Support trio Wildflowers wandered on stage, calm, and gathered around a single microphone. They let loose howling harmonies, and their set is worth mentioning for this. Blending solid pop-folk structure and rich, almost rag-time three part harmonies, they had a charming presence and aroused well-deserved cheers from all around the venue.

Perhaps ironically for a Cobblers Club, the lead singer crept on stage wearing no shoes at all - not even socks. He was followed by the rest of the band, with blank expressions, ready to unleash a firestorm of frivolity upon us. Sure enough, it came. Wildfire, from the band’s recent second album of the same name, boomed into the air and bounced off the walls with cavernous voice and drum. Fire machines (fake, apparently constructed by their dad) flicked upwards either side of the stage. The fifth chorus was probably one too many for an opening song and felt a touch self indulgent, but the crowd were hooked on the magic and hooted loudly anyway. 

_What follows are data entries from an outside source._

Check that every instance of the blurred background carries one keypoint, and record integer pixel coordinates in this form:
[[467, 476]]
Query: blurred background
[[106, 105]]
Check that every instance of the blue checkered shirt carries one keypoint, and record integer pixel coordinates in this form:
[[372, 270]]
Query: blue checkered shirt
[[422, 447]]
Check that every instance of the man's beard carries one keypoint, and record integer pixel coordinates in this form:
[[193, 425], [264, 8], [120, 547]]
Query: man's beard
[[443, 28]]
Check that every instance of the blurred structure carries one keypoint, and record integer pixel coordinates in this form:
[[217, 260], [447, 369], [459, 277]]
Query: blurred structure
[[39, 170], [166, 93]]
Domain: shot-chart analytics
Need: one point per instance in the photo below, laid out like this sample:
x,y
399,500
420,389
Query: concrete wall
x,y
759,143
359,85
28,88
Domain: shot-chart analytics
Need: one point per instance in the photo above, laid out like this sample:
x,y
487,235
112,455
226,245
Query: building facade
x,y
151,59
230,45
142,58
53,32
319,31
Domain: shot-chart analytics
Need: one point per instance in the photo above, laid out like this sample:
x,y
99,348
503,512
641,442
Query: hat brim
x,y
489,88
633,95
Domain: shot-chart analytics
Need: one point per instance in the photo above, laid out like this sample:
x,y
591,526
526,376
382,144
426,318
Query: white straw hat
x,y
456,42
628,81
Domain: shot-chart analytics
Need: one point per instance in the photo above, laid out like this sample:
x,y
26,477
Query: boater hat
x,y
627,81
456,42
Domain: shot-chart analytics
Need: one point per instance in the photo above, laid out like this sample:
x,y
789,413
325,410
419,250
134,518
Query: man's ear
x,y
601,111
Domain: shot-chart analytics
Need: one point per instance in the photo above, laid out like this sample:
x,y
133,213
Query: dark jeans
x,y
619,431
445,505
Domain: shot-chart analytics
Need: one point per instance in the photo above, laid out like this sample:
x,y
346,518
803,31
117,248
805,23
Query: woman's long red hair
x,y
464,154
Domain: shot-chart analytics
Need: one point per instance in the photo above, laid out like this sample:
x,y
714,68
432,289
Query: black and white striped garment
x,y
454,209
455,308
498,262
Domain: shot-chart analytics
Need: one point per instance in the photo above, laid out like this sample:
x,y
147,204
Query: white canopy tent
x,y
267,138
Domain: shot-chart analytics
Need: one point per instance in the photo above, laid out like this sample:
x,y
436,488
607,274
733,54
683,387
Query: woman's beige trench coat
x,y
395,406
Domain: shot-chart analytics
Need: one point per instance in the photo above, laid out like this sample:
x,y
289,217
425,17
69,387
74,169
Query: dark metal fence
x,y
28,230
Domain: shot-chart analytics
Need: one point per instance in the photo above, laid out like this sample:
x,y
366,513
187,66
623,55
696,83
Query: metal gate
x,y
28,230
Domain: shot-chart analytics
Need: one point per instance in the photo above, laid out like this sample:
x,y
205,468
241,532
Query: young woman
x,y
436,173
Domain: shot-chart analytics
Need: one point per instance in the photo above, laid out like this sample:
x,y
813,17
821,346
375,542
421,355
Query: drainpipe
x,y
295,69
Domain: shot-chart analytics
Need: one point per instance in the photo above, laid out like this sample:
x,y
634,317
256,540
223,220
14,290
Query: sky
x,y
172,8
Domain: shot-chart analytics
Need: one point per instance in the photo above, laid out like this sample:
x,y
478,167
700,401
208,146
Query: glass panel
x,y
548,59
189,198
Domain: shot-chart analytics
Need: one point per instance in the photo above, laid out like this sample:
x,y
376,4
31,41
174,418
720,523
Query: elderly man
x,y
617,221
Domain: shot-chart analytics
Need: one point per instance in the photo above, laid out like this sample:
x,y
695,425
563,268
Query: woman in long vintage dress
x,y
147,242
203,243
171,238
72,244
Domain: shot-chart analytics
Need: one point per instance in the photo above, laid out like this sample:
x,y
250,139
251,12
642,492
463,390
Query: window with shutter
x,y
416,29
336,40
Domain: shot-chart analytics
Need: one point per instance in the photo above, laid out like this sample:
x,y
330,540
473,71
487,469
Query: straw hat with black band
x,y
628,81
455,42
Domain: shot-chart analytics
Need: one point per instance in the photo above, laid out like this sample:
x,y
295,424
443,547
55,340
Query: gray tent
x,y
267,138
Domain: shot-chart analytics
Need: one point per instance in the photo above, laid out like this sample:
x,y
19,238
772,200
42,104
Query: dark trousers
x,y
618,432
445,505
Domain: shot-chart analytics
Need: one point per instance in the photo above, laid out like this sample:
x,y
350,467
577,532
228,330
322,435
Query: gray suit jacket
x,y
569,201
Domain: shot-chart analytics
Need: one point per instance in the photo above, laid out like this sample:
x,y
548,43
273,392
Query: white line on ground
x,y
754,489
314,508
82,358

On a rickety stool sat tuba player Bethan conjuring colossal romps, the sonic opposite of her dainty appearance. With no bass, the tuba made a fitting replacement, and gave their overall noise a more orchestral tinge, like a marching band. The drums were a touch weak in the mix and could have done with a bit more - for want of a better word - oomph, to deepen the overall tone, but they were well played… I’m really nit-picking so that I don’t come across as bias. The sound was entrancing. They struck the right balance between glittery, sprightly melodies and stomping, oaken rhythms. One might liken their sound to an enchanted forest, even if it’s a bit cliché to say about a folk band. If I allowed myself to indulge in a bit of purple prose, I might say that the trumpets carved like rays of sunlight through the canopy and the ukulele rustled like prickly fauna on the forest floor. 

Timid frontman Matt’s vocals were strong, hitting impressive chest notes without much effort. He seemed to get boshed around by his outgoing sister Jules during the crowd banter, which was also mildly entertaining.

A couple of bouncy folk tunes ensued, with frequent instrument swapping. Stand out tracks included Won’t Look Back, perhaps the strongest “pop folk” song on Wildfire that championed the dual vocals of siblings Matt and Jules to a backing of pleasant guitar and piano chords. The Heights of Lola, a spirited ditty that could have come out of a grade 2 piano book, was made special by solid snare rolls and the rapture of the brass section. 

Mid-set, amid light-hearted bickering, the band called for a dance competition, the prize being a free signed CD. I probably would have thrown some tight shapes if I’d known there was a prize beforehand, but it was a bit of fun that broke the set up well and enhanced the mirthful ambience.

Disappointingly, the band omitted their two most popular songs Oh Euphoria and You Go, despite an encore. What they did include, however, was a seemingly impromptu rendition of Toto’s Africa, but not in the usual format. Along with supporting band Wildflowers, they marched into the heart of the audience, armed with drums, guitars, and a strange circle thing with rainbow coloured bells on it. Completely acoustic, it was a refreshing move, aptly illustrating Keston’s signature love for audience interaction. This was where the magic came from; the spark they had with the  audience, the unique instrumentation, the twinkle in their voices and the glints in their eyes all met in a harmony of delightfulness. Few bands can match that kind of enchantment.